1917 übersiedelt sie nach Heidelberg, um das Studium der Staatswissenschaften
abzuschließen. Sie engagiert sich in der sozialdemokratischen Bewegung.
Aufgrund ihres öffentlichen Auftretens gegen den Krieg wird sie im Dezember 1917 aus Deutschland ausgewiesen und erhält ein Einreiseverbot.
1918 Ihre Dissertation schreibt sie über die handelspolitischen Beziehungen
Österreich-Ungarns zu Italien. Mit einer Sondergenehmigung darf sie
zwei Wochen nach Heidelberg fahren, um ihre Doktorprüfung bei Max
Weber (mit Auszeichnung) abzulegen. Im Herbst besucht sie Vorlesungen
an der Universität Wien und engagiert sich bei den sozialdemokratischen
StudentInnen. Dabei lernt sie den sozialdemokratischen Journalisten,
Schriftsteller und Politiker Otto Leichter kennen.

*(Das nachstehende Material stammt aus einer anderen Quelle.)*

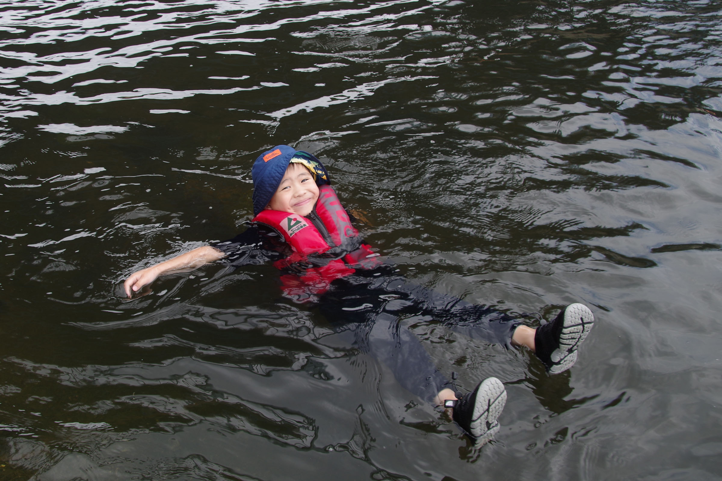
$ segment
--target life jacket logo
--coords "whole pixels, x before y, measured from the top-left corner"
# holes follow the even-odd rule
[[[271,160],[271,159],[273,159],[274,157],[277,157],[279,155],[281,155],[281,149],[277,149],[274,151],[269,152],[268,154],[266,154],[266,155],[264,155],[264,162],[267,162],[269,160]]]
[[[294,214],[289,216],[285,220],[281,221],[281,226],[286,231],[289,237],[292,237],[298,231],[304,227],[308,227],[308,224],[300,216]]]

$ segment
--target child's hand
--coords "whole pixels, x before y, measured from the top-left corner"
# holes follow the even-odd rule
[[[158,272],[155,266],[133,273],[123,283],[123,286],[126,289],[126,295],[131,297],[133,292],[137,292],[142,287],[149,284],[157,278]]]

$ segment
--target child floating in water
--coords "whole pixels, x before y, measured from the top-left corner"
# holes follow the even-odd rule
[[[335,331],[352,332],[357,345],[388,366],[403,387],[451,408],[454,421],[477,446],[499,430],[504,385],[490,377],[472,392],[457,394],[416,336],[401,326],[400,315],[430,316],[476,339],[524,346],[551,374],[576,361],[593,323],[583,304],[567,306],[535,330],[489,307],[410,284],[363,242],[315,156],[277,146],[256,159],[251,173],[253,226],[229,241],[134,273],[124,283],[129,297],[178,269],[223,258],[235,266],[272,261],[281,270],[285,296],[317,306]]]

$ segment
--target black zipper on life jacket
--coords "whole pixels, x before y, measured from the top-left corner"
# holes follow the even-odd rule
[[[311,211],[310,213],[306,216],[306,219],[310,221],[311,224],[313,224],[313,226],[318,230],[318,232],[321,233],[321,237],[323,238],[323,240],[326,241],[326,244],[331,247],[336,247],[336,244],[334,243],[334,239],[331,239],[331,234],[329,234],[329,229],[326,228],[326,226],[323,225],[323,222],[321,220],[321,217],[319,217],[318,214],[316,213],[316,207],[313,208],[313,210]]]

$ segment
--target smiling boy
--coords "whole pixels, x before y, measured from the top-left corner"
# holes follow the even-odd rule
[[[224,257],[236,266],[273,261],[282,271],[287,297],[317,306],[336,332],[352,332],[355,344],[388,366],[403,387],[450,408],[454,421],[477,446],[499,430],[504,385],[490,377],[469,393],[456,393],[419,340],[401,326],[400,316],[430,316],[474,338],[524,346],[551,374],[568,369],[576,361],[593,323],[583,304],[567,306],[554,321],[535,330],[489,307],[410,284],[363,242],[315,156],[277,146],[256,159],[252,176],[251,227],[229,241],[133,273],[124,283],[126,295],[162,274]]]

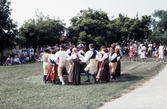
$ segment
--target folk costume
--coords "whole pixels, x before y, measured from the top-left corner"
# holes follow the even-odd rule
[[[112,76],[111,79],[116,79],[115,78],[115,69],[117,68],[117,53],[112,52],[110,55],[110,63],[109,63],[109,68],[110,68],[110,75]]]
[[[78,48],[80,49],[79,52],[78,52],[78,54],[79,54],[79,55],[82,55],[82,56],[85,56],[85,52],[83,51],[84,46],[83,46],[83,45],[79,45]],[[81,73],[85,73],[85,70],[84,70],[84,69],[85,69],[86,66],[87,66],[86,62],[82,62],[82,63],[80,64],[80,70],[81,70],[80,72],[81,72]]]
[[[98,61],[96,60],[97,51],[93,48],[93,44],[89,44],[89,51],[85,54],[85,62],[89,60],[88,65],[85,67],[85,74],[86,74],[86,80],[85,82],[90,82],[89,79],[89,73],[92,75],[94,79],[94,83],[97,83],[96,81],[96,72],[97,72],[97,65]]]
[[[58,61],[58,76],[62,85],[65,84],[62,71],[66,67],[67,58],[68,54],[65,51],[65,47],[63,45],[60,45],[60,51],[56,52],[55,54],[55,61]]]
[[[46,83],[46,75],[48,72],[48,58],[49,58],[49,49],[45,50],[45,53],[42,55],[43,60],[43,81]]]
[[[77,49],[73,48],[72,55],[67,58],[67,60],[71,61],[71,73],[68,75],[68,82],[74,85],[80,85],[81,84],[81,77],[80,77],[80,63],[83,59],[83,56],[79,55],[77,53]]]
[[[97,58],[98,59],[98,58]],[[102,62],[100,65],[100,69],[97,73],[96,78],[101,81],[105,81],[105,82],[109,82],[110,79],[110,69],[109,69],[109,54],[108,53],[104,53],[104,56],[100,59],[98,59],[98,61]]]
[[[54,61],[54,58],[55,58],[55,54],[49,54],[49,57],[48,57],[48,73],[47,73],[47,76],[46,76],[46,80],[47,81],[51,81],[52,83],[55,83],[56,81],[56,77],[57,77],[57,64],[55,61]]]

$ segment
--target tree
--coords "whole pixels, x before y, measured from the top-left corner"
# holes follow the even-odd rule
[[[19,29],[20,37],[24,39],[24,45],[50,45],[60,43],[60,38],[64,34],[64,23],[60,20],[50,19],[42,14],[37,19],[29,19]]]
[[[122,14],[113,20],[116,27],[117,41],[122,40],[140,40],[144,41],[151,34],[150,29],[151,16],[142,16],[138,18],[129,18]]]
[[[157,43],[167,43],[167,11],[155,10],[153,13],[153,32],[149,36],[150,41]],[[156,20],[158,19],[158,20]]]
[[[82,10],[81,15],[71,18],[68,28],[68,39],[71,43],[94,43],[96,47],[108,46],[113,41],[112,25],[106,12],[88,9]]]
[[[0,51],[16,45],[18,35],[17,24],[10,18],[10,2],[1,0],[0,4]]]

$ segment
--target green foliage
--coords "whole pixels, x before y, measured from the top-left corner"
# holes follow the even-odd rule
[[[107,13],[93,9],[83,10],[81,15],[71,19],[68,28],[68,38],[72,43],[88,45],[94,43],[96,47],[109,45],[111,37],[110,20]]]
[[[48,16],[37,16],[29,19],[21,28],[20,36],[24,37],[22,45],[55,45],[61,43],[60,38],[65,32],[64,23],[60,20],[50,19]],[[24,40],[23,39],[23,40]]]
[[[153,13],[153,32],[149,36],[149,41],[156,43],[167,43],[167,11],[155,10]],[[158,21],[155,19],[159,19]]]
[[[18,35],[17,25],[10,18],[10,2],[1,0],[0,4],[0,51],[16,45]]]

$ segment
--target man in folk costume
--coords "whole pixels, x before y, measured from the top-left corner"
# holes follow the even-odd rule
[[[50,50],[46,49],[45,53],[42,55],[43,60],[43,81],[46,83],[46,75],[48,72],[48,57],[49,57]]]
[[[74,45],[73,44],[70,44],[69,45],[69,48],[66,50],[66,52],[67,52],[67,54],[69,55],[69,56],[71,56],[71,54],[72,54],[72,49],[74,48]],[[71,72],[72,72],[72,61],[69,61],[69,64],[70,64],[70,68],[69,68],[69,70],[68,70],[68,74],[70,74]]]
[[[104,55],[104,49],[105,49],[105,46],[101,46],[100,47],[100,58],[102,58],[103,57],[103,55]],[[101,64],[102,64],[102,61],[98,61],[98,65],[97,65],[97,74],[98,74],[98,72],[99,72],[99,70],[100,70],[100,66],[101,66]]]
[[[62,83],[62,85],[64,85],[65,82],[63,80],[62,71],[66,67],[66,62],[68,58],[68,54],[65,51],[65,47],[63,45],[60,45],[60,51],[58,51],[55,55],[56,55],[55,61],[58,61],[58,76],[59,76],[60,82]]]
[[[54,61],[55,58],[55,50],[51,51],[51,54],[49,54],[49,58],[48,58],[48,62],[49,62],[49,66],[48,66],[48,73],[46,76],[46,80],[47,81],[51,81],[53,84],[55,84],[55,80],[57,77],[57,62]]]
[[[97,70],[97,64],[98,61],[96,60],[96,55],[98,52],[94,49],[94,45],[91,43],[89,44],[89,51],[86,52],[85,54],[85,62],[89,60],[89,64],[85,67],[85,72],[86,72],[86,81],[85,82],[90,82],[89,79],[89,73],[93,76],[94,83],[96,83],[96,70]]]
[[[111,79],[116,79],[115,69],[117,68],[117,53],[115,52],[114,46],[110,48],[110,59],[109,60],[110,60],[109,68],[110,68]]]
[[[85,56],[85,51],[84,51],[84,45],[83,44],[79,44],[78,45],[78,49],[79,49],[79,51],[78,51],[78,54],[79,55],[82,55],[82,56]],[[86,64],[86,62],[81,62],[81,64],[80,64],[80,72],[81,73],[85,73],[85,67],[87,66],[87,64]]]
[[[73,48],[72,54],[67,58],[67,60],[72,61],[72,72],[68,75],[68,82],[74,85],[81,84],[80,63],[83,62],[84,57],[78,53],[77,48]]]

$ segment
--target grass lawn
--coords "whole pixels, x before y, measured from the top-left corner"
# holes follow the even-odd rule
[[[122,61],[119,80],[85,83],[83,74],[79,86],[44,84],[42,63],[0,66],[0,109],[95,109],[139,87],[165,65]]]

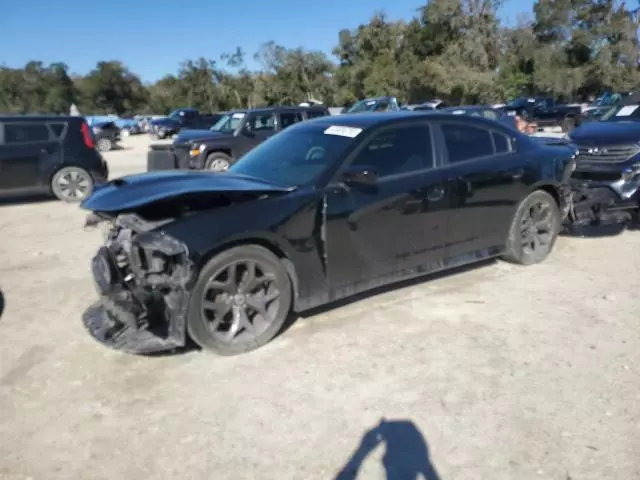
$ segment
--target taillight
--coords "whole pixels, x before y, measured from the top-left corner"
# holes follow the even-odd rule
[[[82,122],[82,138],[84,139],[84,144],[87,146],[87,148],[95,148],[96,144],[93,141],[93,135],[91,135],[91,132],[89,131],[89,125],[87,125],[86,122]]]

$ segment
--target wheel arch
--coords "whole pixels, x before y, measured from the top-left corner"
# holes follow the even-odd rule
[[[287,274],[289,275],[289,280],[291,281],[291,288],[293,289],[293,310],[297,310],[298,292],[299,292],[298,272],[296,270],[295,264],[289,258],[289,255],[278,243],[279,242],[277,242],[276,240],[261,237],[259,235],[250,235],[247,237],[229,240],[227,242],[216,245],[214,248],[208,250],[204,255],[202,255],[198,261],[197,271],[199,272],[204,267],[204,265],[213,257],[231,248],[248,246],[248,245],[255,245],[258,247],[262,247],[265,250],[268,250],[271,253],[273,253],[282,262],[285,270],[287,271]]]

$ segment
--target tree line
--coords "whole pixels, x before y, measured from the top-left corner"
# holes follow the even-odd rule
[[[516,1],[516,0],[512,0]],[[166,113],[298,104],[342,106],[395,95],[403,103],[440,98],[492,103],[549,94],[584,101],[603,90],[640,85],[640,0],[537,0],[533,14],[502,24],[498,0],[431,0],[409,21],[384,12],[337,33],[332,55],[274,42],[253,55],[183,62],[175,74],[145,84],[117,60],[86,75],[64,63],[0,67],[0,112]]]

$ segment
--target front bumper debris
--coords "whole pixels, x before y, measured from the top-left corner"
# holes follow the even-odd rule
[[[157,231],[121,229],[91,269],[99,300],[83,323],[96,340],[134,354],[185,346],[192,263],[184,244]]]
[[[566,222],[568,233],[615,234],[638,217],[639,179],[574,178],[571,189],[571,207]]]

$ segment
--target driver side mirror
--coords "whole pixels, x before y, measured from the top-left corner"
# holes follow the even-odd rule
[[[369,166],[359,165],[347,168],[342,174],[342,181],[346,185],[373,186],[378,183],[378,171]]]
[[[255,136],[255,133],[253,132],[253,130],[251,129],[251,124],[249,122],[244,124],[244,127],[242,127],[242,133],[244,135],[246,135],[247,137],[253,137]]]

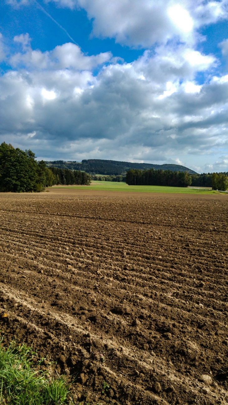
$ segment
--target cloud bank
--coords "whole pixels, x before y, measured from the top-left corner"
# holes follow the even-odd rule
[[[6,50],[0,38],[9,66],[0,77],[1,141],[47,159],[180,159],[199,171],[228,170],[228,75],[196,46],[199,27],[227,18],[227,2],[55,2],[85,9],[94,35],[148,49],[126,63],[111,52],[88,56],[71,43],[42,52],[26,33]]]

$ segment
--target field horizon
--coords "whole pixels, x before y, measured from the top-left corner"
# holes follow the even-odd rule
[[[162,185],[128,185],[123,181],[93,181],[89,185],[53,185],[47,188],[65,188],[81,190],[85,188],[87,190],[100,191],[122,191],[126,192],[139,193],[162,193],[168,194],[220,194],[215,190],[210,190],[205,189],[188,188],[187,187],[172,187]],[[224,193],[225,194],[225,193]]]

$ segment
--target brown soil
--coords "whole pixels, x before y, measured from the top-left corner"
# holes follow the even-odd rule
[[[0,194],[4,343],[75,377],[76,403],[227,403],[228,209],[223,195]]]

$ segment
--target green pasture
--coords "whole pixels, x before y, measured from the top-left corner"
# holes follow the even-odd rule
[[[128,185],[126,183],[93,181],[90,185],[53,185],[52,188],[71,188],[100,191],[128,191],[138,193],[172,193],[181,194],[218,194],[216,191],[196,190],[185,187],[168,187],[162,185]]]

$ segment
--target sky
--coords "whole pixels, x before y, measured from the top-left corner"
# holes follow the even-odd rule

1919 bekommt sie eine Anstellung als wissenschaftliche Mitarbeiterin von Otto Bauer im Außenministerium und arbeitet auf seine Veranlassung hin in der Staatskommission für Sozialisierung. Daneben wird sie Konsulentin
von Finanzminister Joseph Schumpeter. Von 1919 bis 1934 wirkt sie
als stellvertretende Vorsitzende und Verantwortliche für Bildungs- und
Frauenarbeit in der Bezirksgruppe Innere Stadt der Sozialdemokratischen
Arbeiterpartei. Sie wird als Delegierte zu fast allen Parteitagen und zu
allen Frauen-Konferenzen der Partei entsandt. Als Redakteurin ist sie für
die sozialdemokratische Monatsschrift „Der Kampf“ und die „Arbeiterzeitung“
tätig.
1921 heiraten Käthe und Otto Leichter und ziehen in die Wohnung ihrer Großeltern
im ersten Bezirk.
1924 kommt Sohn Heinz zur Welt. Kurz nach seiner Geburt nimmt sie ihre Tätigkeit in der Staatskommission wieder auf.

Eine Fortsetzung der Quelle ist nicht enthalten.